Figure 7: Samples of reconstructed images from CANNSkin’s trained convolutional autoencoder
5.2 Inter-Class Classification Performance
Models M1 and M3 trained on imbalanced latent vectors and imbalanced data samples, respectively, were biased towards the class with the highest number of samples, as shown respectively in Tables 4 and 5 and the confusion matrices shown respectively in Fig. 8a,c. For example, the minority class (dermatofibroma), having the least number of samples during both training and testing, demonstrated the lowest influence, which is evident from the performance results shown in both the tables and the confusion matrices. This is because the models M1 and M3 focused heavily on the majority class during training, thereby leading to high misclassification in the other (minority) classes. The model M1 gives an overall accuracy of 77% with low precision, recall, and f1-score, and model M3 gives an overall accuracy of 71% with lower precision, recall, and f1-score as compared to model M1. However, both models recorded an average performance, which calls for the need to appropriately address the class imbalance present in the dataset, supporting the proposed CANNSkin’s methods.
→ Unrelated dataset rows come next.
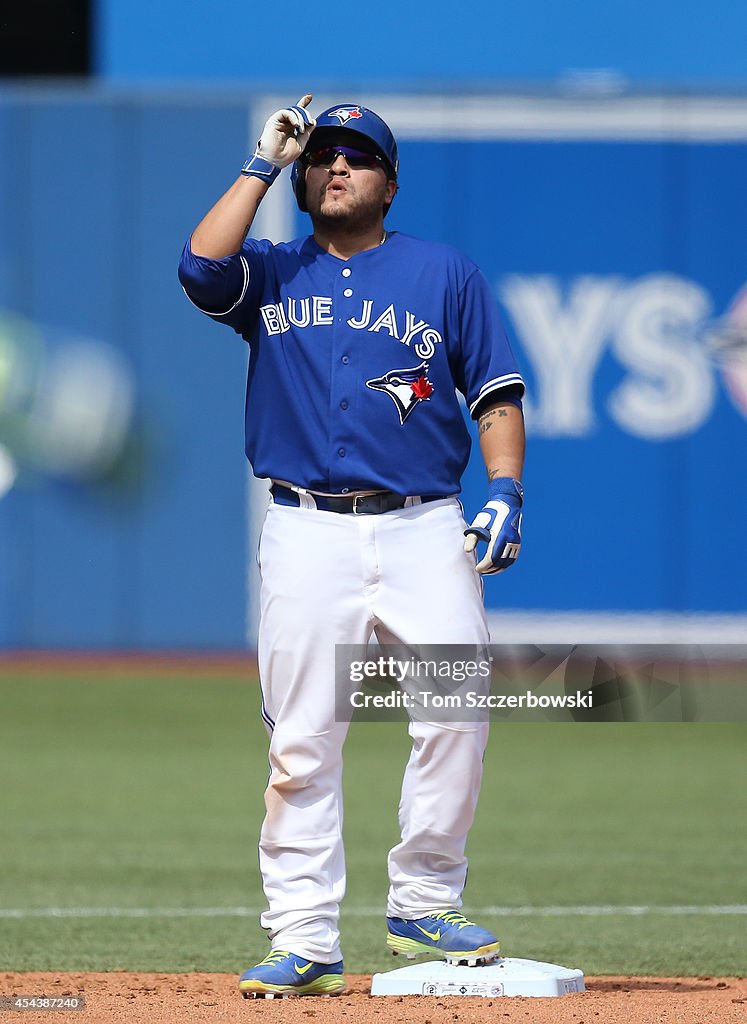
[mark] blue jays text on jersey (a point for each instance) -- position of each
(355, 365)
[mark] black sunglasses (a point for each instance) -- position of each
(354, 158)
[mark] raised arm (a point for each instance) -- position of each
(222, 229)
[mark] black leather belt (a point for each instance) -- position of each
(384, 501)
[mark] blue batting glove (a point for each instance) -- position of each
(499, 524)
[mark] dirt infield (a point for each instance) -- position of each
(204, 998)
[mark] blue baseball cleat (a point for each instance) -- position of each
(283, 974)
(447, 933)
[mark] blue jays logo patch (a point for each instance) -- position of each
(345, 114)
(407, 388)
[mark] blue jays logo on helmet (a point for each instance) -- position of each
(345, 114)
(357, 121)
(407, 388)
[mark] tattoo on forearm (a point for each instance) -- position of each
(486, 420)
(484, 423)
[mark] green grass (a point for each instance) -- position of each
(141, 792)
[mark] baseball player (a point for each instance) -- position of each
(361, 339)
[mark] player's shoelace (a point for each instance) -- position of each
(275, 957)
(453, 919)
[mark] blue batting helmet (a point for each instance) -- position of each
(357, 120)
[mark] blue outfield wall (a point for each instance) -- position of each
(618, 261)
(688, 43)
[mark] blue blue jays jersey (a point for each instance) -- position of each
(355, 365)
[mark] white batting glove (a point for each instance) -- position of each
(499, 524)
(283, 140)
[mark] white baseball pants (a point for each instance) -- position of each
(329, 579)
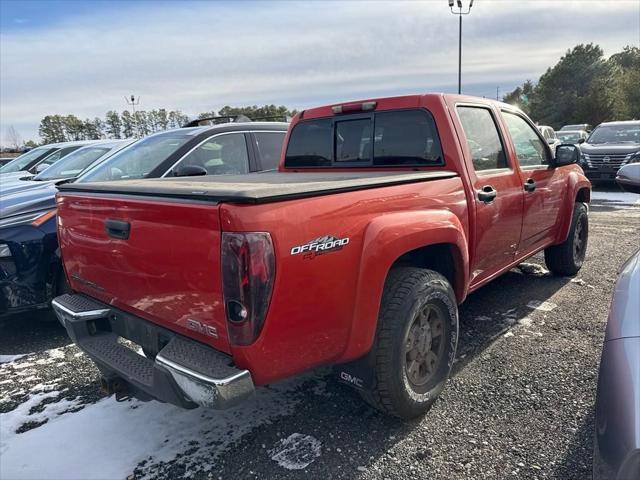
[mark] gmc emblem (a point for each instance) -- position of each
(200, 327)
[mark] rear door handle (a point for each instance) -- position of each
(530, 185)
(117, 229)
(487, 194)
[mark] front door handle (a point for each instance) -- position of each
(487, 194)
(530, 185)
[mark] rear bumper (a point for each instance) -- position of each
(183, 373)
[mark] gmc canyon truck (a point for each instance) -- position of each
(383, 216)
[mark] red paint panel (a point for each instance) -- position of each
(167, 271)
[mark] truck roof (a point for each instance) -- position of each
(402, 101)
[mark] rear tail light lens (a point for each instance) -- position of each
(248, 270)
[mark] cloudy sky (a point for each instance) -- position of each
(83, 57)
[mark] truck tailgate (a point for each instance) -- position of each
(159, 260)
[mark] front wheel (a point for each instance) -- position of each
(415, 343)
(567, 258)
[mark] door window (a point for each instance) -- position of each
(530, 148)
(487, 152)
(220, 155)
(269, 147)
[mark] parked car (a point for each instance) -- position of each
(550, 136)
(384, 215)
(610, 146)
(38, 159)
(617, 436)
(68, 167)
(577, 126)
(572, 136)
(30, 270)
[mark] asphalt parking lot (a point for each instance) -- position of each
(519, 405)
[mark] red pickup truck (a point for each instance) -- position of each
(383, 216)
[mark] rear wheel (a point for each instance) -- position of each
(568, 257)
(416, 342)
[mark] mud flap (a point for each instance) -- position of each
(359, 373)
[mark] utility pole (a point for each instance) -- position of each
(132, 101)
(460, 12)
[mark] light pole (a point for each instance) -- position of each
(460, 12)
(132, 102)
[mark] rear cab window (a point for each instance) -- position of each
(393, 138)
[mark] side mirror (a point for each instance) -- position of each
(628, 177)
(189, 171)
(566, 154)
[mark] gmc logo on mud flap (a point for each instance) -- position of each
(351, 379)
(197, 326)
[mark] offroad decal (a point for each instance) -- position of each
(320, 246)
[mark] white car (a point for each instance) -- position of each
(550, 136)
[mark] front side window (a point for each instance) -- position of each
(73, 164)
(530, 149)
(23, 161)
(137, 160)
(269, 147)
(482, 137)
(220, 155)
(388, 138)
(54, 157)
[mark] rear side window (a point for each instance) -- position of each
(386, 139)
(310, 144)
(483, 140)
(269, 147)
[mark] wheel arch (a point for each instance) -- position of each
(434, 239)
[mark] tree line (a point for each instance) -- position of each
(66, 128)
(583, 87)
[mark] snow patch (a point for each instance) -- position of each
(12, 358)
(296, 452)
(117, 437)
(542, 306)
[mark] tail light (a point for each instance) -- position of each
(248, 269)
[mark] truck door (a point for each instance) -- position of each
(543, 187)
(498, 192)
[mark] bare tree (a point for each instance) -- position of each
(13, 138)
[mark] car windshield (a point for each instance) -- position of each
(137, 160)
(616, 134)
(73, 164)
(22, 162)
(569, 136)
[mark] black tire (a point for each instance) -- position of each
(408, 294)
(567, 258)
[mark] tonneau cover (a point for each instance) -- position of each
(256, 187)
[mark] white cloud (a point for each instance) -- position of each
(199, 57)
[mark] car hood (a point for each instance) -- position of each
(625, 305)
(13, 186)
(610, 148)
(29, 200)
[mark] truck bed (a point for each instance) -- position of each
(256, 187)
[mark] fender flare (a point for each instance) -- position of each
(387, 238)
(575, 183)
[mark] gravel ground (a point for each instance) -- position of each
(519, 404)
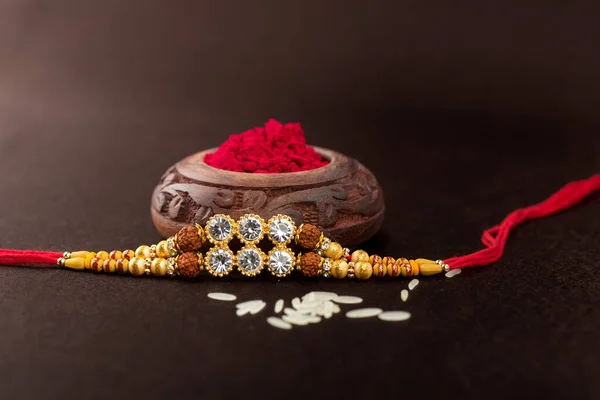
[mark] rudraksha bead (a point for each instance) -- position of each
(188, 265)
(309, 264)
(308, 237)
(189, 238)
Figure 8: (a–d) Confusion matrices for Models M1–M4
The model M2 trained on the oversampled latent embeddings gives an accuracy of 79% and high precision, recall, and F1-score of 78%, 79%, and 79%, respectively. Similarly, Table 6 and Fig. 8b show the classification results and confusion matrix for model M2, respectively. From the result obtained, it shows that model M2 can effectively classify each of classes, however, it lacks robustness in identifying new data samples. On the other hand, model M4 demonstrated the highest performance compared to the previous models, proving the superiority of the proposed CANNSkin framework. It gives an accuracy, precision, recall, and f1-score of 93%. This model can effectively classify each of the classes as shown in the classification report and confusion matrix in Table 7 and Fig. 8d, respectively. Moreover, it is clear that the effect of the class imbalance has been addressed by M4 as seen in the performance improvement of the dermatofibroma class (minority), which had the least performance by models M1 and M3. This implies that the model can recognize the different inter-class similarities and intra-class differences that is associated with skin cancer images. Also, it further indicates that fine-tuning the encoder model integrated with the classifier model (as in M4) aids in effectively capturing representative features present in the images, which are essential for classifying the input images correctly.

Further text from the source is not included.